Many engineers have suggested that a sinkhole could well be to blame. Sinkholes are pits in the ground that form slowly in places where water gathers without external drainage. With nowhere to go, the water drains slowly below ground, where it can dissolve away bedrock that’s mainly made out of water-soluble evaporate rocks such as salt or gypsum, or carbonate rocks such as dolomite or limestone. Eventually, a huge subterranean cavern can form, causing a sudden collapse of the land above it.
Florida is notorious for having more sinkholes than any other U.S. state. However, investigators say they are also looking into any possible building flaws or maintenance mistakes that might have caused the disaster.

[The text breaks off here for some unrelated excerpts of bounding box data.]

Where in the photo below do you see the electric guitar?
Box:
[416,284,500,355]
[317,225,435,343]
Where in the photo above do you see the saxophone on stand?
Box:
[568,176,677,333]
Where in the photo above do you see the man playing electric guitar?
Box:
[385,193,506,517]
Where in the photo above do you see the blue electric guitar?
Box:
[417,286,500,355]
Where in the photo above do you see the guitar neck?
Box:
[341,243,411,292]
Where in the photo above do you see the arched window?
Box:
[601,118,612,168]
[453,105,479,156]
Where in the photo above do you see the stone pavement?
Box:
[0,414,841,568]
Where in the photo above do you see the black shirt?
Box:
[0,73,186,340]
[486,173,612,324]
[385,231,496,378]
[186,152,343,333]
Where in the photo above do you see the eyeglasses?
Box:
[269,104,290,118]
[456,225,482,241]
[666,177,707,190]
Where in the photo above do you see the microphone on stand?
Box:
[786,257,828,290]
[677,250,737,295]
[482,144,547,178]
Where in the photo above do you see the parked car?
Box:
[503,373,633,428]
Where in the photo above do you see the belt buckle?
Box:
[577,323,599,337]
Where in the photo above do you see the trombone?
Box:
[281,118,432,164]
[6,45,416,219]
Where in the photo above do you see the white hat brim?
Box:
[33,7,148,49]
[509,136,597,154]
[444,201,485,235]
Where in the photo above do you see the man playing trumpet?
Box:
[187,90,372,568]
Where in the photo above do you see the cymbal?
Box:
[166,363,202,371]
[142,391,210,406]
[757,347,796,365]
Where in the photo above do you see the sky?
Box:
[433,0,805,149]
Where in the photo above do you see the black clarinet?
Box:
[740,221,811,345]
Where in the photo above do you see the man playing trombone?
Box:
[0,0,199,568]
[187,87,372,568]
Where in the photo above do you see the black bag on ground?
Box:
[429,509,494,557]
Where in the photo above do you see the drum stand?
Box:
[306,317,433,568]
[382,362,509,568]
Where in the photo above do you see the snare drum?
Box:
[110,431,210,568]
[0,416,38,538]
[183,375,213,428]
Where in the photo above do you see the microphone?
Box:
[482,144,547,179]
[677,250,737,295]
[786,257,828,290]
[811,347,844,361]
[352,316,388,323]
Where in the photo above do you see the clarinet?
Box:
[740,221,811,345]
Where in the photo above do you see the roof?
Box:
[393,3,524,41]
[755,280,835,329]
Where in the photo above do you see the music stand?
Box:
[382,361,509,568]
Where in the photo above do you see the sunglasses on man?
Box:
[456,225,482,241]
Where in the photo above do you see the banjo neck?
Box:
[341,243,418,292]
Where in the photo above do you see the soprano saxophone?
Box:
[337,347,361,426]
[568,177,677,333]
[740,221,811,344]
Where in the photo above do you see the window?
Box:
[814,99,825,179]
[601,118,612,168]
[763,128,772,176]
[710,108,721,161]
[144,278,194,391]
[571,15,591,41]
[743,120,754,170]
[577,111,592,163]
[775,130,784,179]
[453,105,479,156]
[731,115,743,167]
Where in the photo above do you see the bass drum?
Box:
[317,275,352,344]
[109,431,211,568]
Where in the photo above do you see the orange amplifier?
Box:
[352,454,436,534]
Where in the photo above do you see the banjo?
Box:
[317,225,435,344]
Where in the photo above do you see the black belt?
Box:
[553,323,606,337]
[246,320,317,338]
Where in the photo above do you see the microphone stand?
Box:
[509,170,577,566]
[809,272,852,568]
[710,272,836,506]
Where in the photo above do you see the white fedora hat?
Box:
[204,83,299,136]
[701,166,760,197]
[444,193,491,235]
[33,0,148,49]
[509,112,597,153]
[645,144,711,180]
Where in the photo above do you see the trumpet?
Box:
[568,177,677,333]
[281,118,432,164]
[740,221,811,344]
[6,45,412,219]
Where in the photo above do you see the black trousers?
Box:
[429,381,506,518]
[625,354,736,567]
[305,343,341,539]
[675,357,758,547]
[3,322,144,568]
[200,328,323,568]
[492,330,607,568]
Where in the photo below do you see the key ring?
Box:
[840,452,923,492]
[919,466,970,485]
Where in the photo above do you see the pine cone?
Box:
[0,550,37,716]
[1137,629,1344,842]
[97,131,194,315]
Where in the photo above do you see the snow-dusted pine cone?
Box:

“Forty-year-old buildings don’t just collapse, and there’s a whole series of them lining up and down the coast,” Peter Zalewski, principal of Condo Vultures, a South Florida real estate market analysis company, told NBC News.
The collapse is a concern because it’s estimated there is about $3 trillion worth of property built on barrier islands and coastal floodplains. Some scientists have long warned about the risks of construction at those locations due to the mixture of sand and mud that makes up the ground, which can shift quite significantly over a period of several years.
Nearby residents in Surfside will be feeling especially nervous, as the town is home to many residential towers of similar age. Those will all have to undergo inspections to ensure their structural integrity.
Some structural engineers say the building’s collapse may not have been due to the ground literally moving out from underneath it. Greg Batista, a structural engineer who claimed to have worked on Champlain Towers many years prior, told CNN that concrete repair and spalling problems can also cause buildings to fall down. Spalling refers to when the surface of the concrete peels or breaks, significantly reducing its strength. Batista said a spalling problem affecting just one concrete support could be enough to bring an entire structure down.
Local officials said late Saturday that they haven’t given up hope of finding more victims alive, buried in the rubble, but warned that the task of rescuing them is difficult. Some of the debris was still on fire, complicating the search. Five people have been confirmed dead, and 159 are still reported missing.